Depending on who you ask, H. P. Lovecraft was either a master of cosmic horror or a hack who padded his word counts. Either way, his work has fired the imaginations of a lot of people, from his contemporaries such as Robert E. Howard and Clark Ashton Smith all the way up to the game designers of today. He definitely had a distinctive vision of the universe.
It helps that all his work is in the public domain, making it very easy for game publishers to use Cthulhu and Lovecraft's other creations, and perhaps going some way to explain the huge shadow he casts over the gaming industry.
Cthulhu Gloom is one of many Lovecraft-ized versions of existing games. In this case it's Gloom, a game whose transparent cards have always intrigued me, but whose "cute goth" theme has always been a bit of a turn off.
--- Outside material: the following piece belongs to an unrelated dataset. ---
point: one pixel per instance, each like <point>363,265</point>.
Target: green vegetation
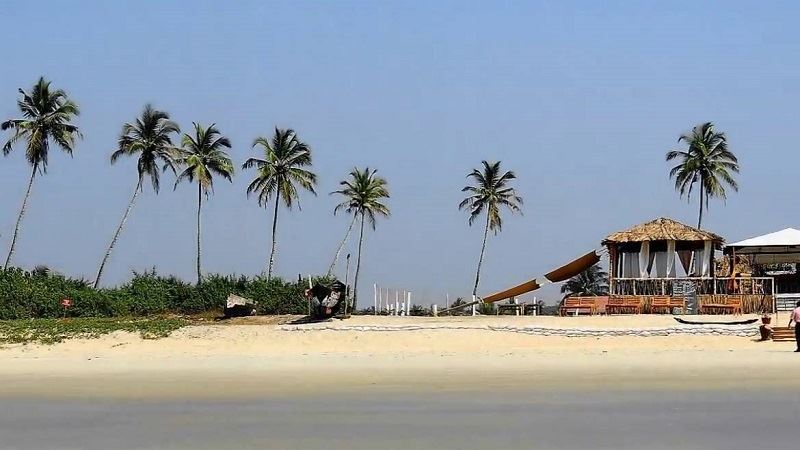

With the game re-skinned and filled with Lovecraft references, I finally decided to give it a try.
Each player controls a family of five characters, and the object of the game is to play cards on top of them in order to make them worth as few points as possible, and then have them meet an untimely demise. When all five characters belonging to any single player are dead, the game is over and the points are tallied; the player with the score most deeply into negative numbers is the winner.
The transparent cards make for some interesting game play. Along the left of each card is a row of between zero and three circles containing scores, either positive or negative, and along the right are different icons such as horror, investigation and madness, which are affected by other cards. As each new card is played on top of the previous one, these circles overlap each other, making the stack worth more or fewer points depending on which circles are showing.
I have since played the original Gloom, and the game play is virtually identical, but I enjoy Cthulhu Gloom a lot more simply for the humorous Lovecraft references on all the cards.
Rating: 3 (out of 5) An amusing diversion, but not something we're ever going to spend a lot of time with.